The King is Dead: This Will Not Be In The Book
I wrote something I considered pretty minor in my post yesterday, but it's actually sparked some impassioned responses.
- Theological questions have been resolved! There’s no denying that vampires are supernatural beings – their powers are just too weird to be pseudo-scientific despite what the Blade franchise might think – but unless I want to trap the PCs in the grimness of a Lovecraftian universe, then supernatural evil presupposes the existence of supernatural good. So where has all the good gone? My once-pagan, now-atheistic leanings can’t embrace accepting a Judeo-Christian worldview, so that means that the ancient pagan gods were real. Where did they go? They got killed; Sathaniel allied himself with the evil deities of the old religions and they overthrew the good gods. Now Eris, Hecate, the Krampus, etc. are worshiped as saints in the Church of Sathaniel.
Back when I started The King is Dead, I committed to the idea of using ALL of the Arcane Backgrounds available in Savage Worlds because I am insane and the thought of a gonzo kitchen-sink setting cracked me up. (I have just recently realized Deadlands Reloaded is such a setting, but at the time I hadn't read my copy very closely.) That commitment has been a driving force behind the setting's design.
Honestly, it would make a LOT more sense from a thematic "Enlightenment overthrows vampires" sense to make Weird Science the only available Arcane Background (and maybe Psionics). After all, as Cosmos: A Spacetime Odyssey wants to show us, the antidote to superstition and darkness is science and curiosity. Doing so, though, would not only contradict the whole kitchen-sink idea, but also mean restricting vampires to scientifically-plausible abilities -- and who doesn't want vampires changing into bats and wolves and mist and crap (even if that is going to be rarer than I originally envisioned)?
So here's the big, crazy secret metaphysical basis for the world of The King is Dead:
Everybody's right and everybody's wrong.
Humankind's ability to perceive and think affects reality on a quantum level. Energy cannot be created nor can it be destroyed. The energy -- the electricity -- that fuels humanity's minds and nerves lingers on after death, and sometimes carries the engrams of memories with it. There are no gods, only ghosts.
But the quantum entanglement of human perception can bind those engrams, can influence and empower those ghosts. And so as more people worship and propitiate a ghost, it becomes a god and then can directly influence the world. Thoughts, ideals, fears can become thoughtforms (aka tulpas) and take their place among the gods. They're all "godforms," if you like.
So all the gods are real, and they're all deluded and/or liars. A beneficent great goddess like Hecate can become a demonic witch as perceptions about her change. A sky-father like Jove can grow weak and be destroyed as beliefs change and people turn to other religions. A clever Bharatastani vetala can seduce a Tsionist princess by claiming the identity of a minor trickster spirit and then go on to found a world-conquering religion.
Magic and miracles are just ritualized applications of this quantum will; one is channeled through the collective will of fellow magicians and the other through a godform. Psionics are a pure but misunderstood and dangerous expression of the quantum will while super powers are a stunted mutation of it. Weird science is science, which is weird enough. (Did you know you can make white phosphorous from human urine and that real-world science discovered this in 1669?)
I get to have my cake and eat it too. I get an inclusive, progressive setting about the triumph of human intellect AND I get vampires and werewolves and fairies and demons who are angels and angels who are demons and goddess-fueled feminism and occult-infused Freemasonry and holy warriors and... and... It's a fantasy world where technically the atheists are right.

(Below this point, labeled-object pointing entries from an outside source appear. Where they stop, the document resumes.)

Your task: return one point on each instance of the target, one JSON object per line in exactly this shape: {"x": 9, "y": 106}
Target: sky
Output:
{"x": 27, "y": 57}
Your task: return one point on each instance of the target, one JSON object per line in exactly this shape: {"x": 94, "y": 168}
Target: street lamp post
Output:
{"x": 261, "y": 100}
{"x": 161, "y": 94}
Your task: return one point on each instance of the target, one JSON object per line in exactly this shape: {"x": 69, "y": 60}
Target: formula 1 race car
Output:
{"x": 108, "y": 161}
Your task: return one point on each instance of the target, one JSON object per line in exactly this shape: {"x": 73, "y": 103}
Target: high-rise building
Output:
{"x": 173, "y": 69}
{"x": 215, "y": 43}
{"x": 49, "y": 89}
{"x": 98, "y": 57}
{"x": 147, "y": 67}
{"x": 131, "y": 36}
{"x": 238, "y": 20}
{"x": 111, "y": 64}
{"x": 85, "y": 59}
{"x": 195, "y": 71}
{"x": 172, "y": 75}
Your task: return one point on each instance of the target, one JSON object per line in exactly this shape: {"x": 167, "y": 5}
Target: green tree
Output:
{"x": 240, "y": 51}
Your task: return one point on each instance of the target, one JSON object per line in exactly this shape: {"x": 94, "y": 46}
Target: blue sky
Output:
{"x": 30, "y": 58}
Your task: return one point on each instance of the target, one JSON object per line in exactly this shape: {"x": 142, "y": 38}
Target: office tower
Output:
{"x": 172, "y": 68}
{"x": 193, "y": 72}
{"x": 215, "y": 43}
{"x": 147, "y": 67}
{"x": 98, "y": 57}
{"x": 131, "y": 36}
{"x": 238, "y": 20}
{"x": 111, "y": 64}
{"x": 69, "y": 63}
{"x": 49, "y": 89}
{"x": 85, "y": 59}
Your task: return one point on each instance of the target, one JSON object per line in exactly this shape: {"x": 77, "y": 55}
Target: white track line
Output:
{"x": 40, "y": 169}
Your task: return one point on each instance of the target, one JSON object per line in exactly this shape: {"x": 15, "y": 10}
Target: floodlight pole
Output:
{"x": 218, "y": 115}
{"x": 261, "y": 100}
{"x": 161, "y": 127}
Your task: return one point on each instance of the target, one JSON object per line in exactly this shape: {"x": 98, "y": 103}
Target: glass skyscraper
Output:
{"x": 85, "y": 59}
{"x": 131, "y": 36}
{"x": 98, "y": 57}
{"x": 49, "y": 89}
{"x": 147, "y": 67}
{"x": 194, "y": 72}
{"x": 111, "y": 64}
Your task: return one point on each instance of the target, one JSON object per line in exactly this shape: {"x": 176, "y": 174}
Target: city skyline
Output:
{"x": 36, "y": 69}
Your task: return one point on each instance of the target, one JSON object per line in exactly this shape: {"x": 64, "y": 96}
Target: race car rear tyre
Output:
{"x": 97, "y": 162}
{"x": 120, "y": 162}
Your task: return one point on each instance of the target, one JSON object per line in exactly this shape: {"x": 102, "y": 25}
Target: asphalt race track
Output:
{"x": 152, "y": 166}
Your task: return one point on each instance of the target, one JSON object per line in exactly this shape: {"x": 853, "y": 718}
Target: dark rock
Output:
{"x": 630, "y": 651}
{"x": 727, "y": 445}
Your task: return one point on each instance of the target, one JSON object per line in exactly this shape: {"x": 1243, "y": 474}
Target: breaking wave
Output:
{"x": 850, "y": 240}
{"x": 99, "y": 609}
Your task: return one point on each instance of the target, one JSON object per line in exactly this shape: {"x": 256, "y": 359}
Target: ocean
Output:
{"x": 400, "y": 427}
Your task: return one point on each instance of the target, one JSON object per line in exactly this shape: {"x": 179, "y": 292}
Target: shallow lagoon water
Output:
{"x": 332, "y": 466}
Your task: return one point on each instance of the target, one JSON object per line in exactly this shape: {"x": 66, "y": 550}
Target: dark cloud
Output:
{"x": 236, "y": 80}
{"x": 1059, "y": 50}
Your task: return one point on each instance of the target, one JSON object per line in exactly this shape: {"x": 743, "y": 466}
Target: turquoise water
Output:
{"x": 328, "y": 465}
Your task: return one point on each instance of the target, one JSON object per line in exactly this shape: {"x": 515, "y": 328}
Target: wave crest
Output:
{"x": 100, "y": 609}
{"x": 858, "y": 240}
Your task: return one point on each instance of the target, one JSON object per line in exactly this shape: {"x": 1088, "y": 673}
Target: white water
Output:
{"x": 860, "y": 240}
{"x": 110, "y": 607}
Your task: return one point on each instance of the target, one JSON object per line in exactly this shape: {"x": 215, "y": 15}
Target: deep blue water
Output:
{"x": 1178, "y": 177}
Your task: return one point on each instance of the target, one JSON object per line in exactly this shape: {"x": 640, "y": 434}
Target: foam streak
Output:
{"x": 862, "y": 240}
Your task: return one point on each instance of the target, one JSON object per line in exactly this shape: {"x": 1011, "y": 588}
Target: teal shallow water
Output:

But that's all stuff in my head and it doesn't need to be in the book. Other people who want to play in this universe can interpret things their own way. It's not the like the player characters are ever going to know; it's the 18th century on Earth-TKID and people are a long ways off from discovering quantum physics.
Huh, I guess The King is Dead is actually a science-fiction setting instead. Who knew?
You should check out The ColdFire Trilogy by C.S. Freidman. Basically has the same premise your describeing to account for "magic' and "gods"/ there is a substance called the Fae that interacts with a person's subconcious that can result in the creation of various creatures and beings...and if enough people believe in them they can become god like. Some people can also see the Fae and manipulate it...i.e using magic. Always thaought is was a interesting mechanic to explain supernatural beings/magic.
ReplyDeleteThanks for the recommendation!